An untidy backyard, an article written by Tertius Maree was featured in the October 1998 edition of De Rebus. It discusses the complications that have arisen as a result of the following question - what constitutes an exclusive use area? Examples of these complications are: badly drafted documents, owners ignorant of what they have title to and trustees who are unable to deal with even the most basic functions of office.
Need for clear terminology
The author maintains that it is necessary to establish a clear terminology regarding the various types of exclusive use areas. The broadest distinction being between "real exclusive use areas", - those areas delineated on the sectional plan and "minor exclusive use areas", or those areas described in the schedule to the rules. He feels that this distinction is inadequate and goes on to discuss a number of classes of exclusive use areas and pseudo-exclusive use areas.
The first class
Or the real exclusive use areas class.
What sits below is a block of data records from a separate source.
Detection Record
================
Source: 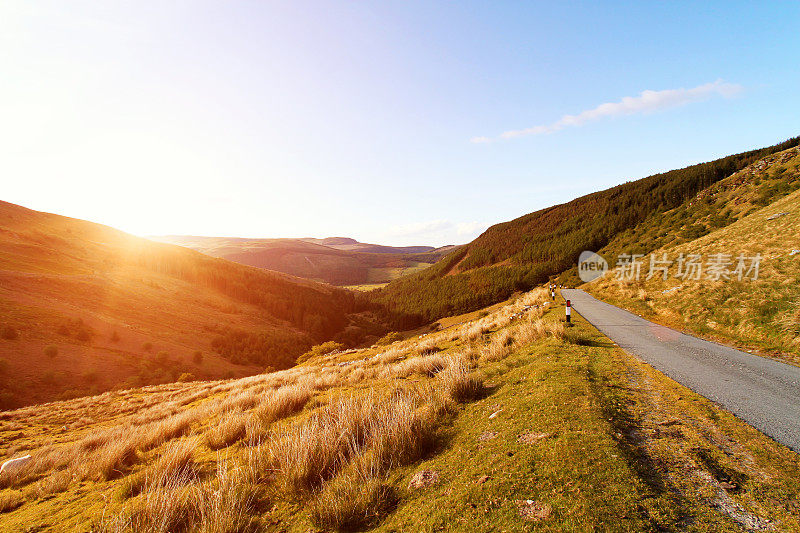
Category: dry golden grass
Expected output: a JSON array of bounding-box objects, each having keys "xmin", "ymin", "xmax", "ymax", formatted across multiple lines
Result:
[
  {"xmin": 390, "ymin": 354, "xmax": 447, "ymax": 377},
  {"xmin": 311, "ymin": 461, "xmax": 396, "ymax": 530},
  {"xmin": 203, "ymin": 410, "xmax": 247, "ymax": 450},
  {"xmin": 0, "ymin": 284, "xmax": 548, "ymax": 532},
  {"xmin": 436, "ymin": 357, "xmax": 484, "ymax": 403},
  {"xmin": 0, "ymin": 490, "xmax": 25, "ymax": 513},
  {"xmin": 123, "ymin": 440, "xmax": 202, "ymax": 497}
]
It consists of four varieties, of which the first two are created by the developer and the body corporate under the Sectional Titles Act 65 of 1986. These two are of equal status and must be delineated in the sectional plan. Included in this class are those areas created under the provisions of the Sectional Titles Act 66 of 1971 and "converted" in terms of s 60(3). Finally this class includes exclusive use areas created by the developer, after the opening of a sectional title register in terms of s 27(1A).
He discusses this provision in detail. Basically it allows the developer to create real exclusive use areas after registering the sectional plan, provided that no unit has been transferred to a third party, resulting in the establishment of the body corporate. The main problem with this section is that it is limited by para 14 of CRC 18/1997, which results in preventing the developer from allocating additional exclusive use areas after opening the register.
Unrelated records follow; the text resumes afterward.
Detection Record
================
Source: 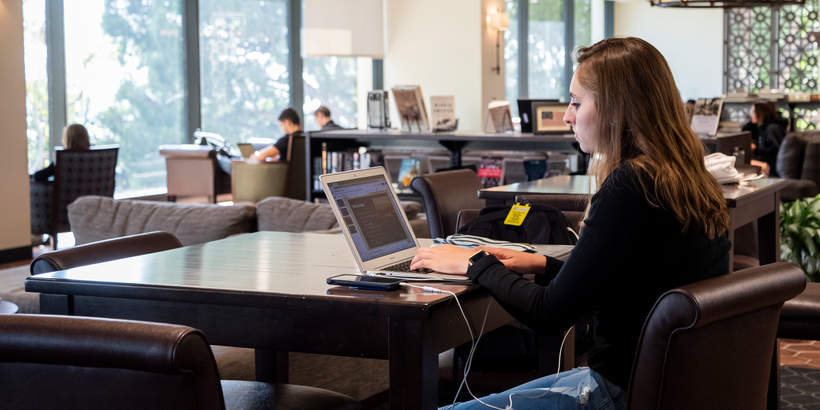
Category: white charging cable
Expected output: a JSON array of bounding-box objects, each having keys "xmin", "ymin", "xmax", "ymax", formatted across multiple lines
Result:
[{"xmin": 400, "ymin": 282, "xmax": 505, "ymax": 410}]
Other issues include the ambit of the circular, where the author suggests that it be restricted to only those exclusive use areas created by the developer when the register was opened.
The article then looks at the implications of s 27(1A) read with r 29. It has to be assumed that the conveyancer has to deal with the sectional plan by amendment with additional sheets, after it has been approved and registered.
The second class
The second class of exclusive use areas are those "Historic", or exclusive use areas created under the 1971 Act. These too are discussed.
The third class
Consists of "Minor" or exclusive use areas created in terms of the new provisions introduced by s 27A are also examined.
The fourth class
These are "Pseudo" or informal exclusive use areas, that is those that are created by a resolution of the members are debated. Since these are not true exclusive use areas, the trustees cannot collect special levies for their maintenance from the individual "owners".
In conclusion, the author stresses the need for conveyancers and estate agents to be aware of all these problems. The reader is also made aware of ignorance of owners.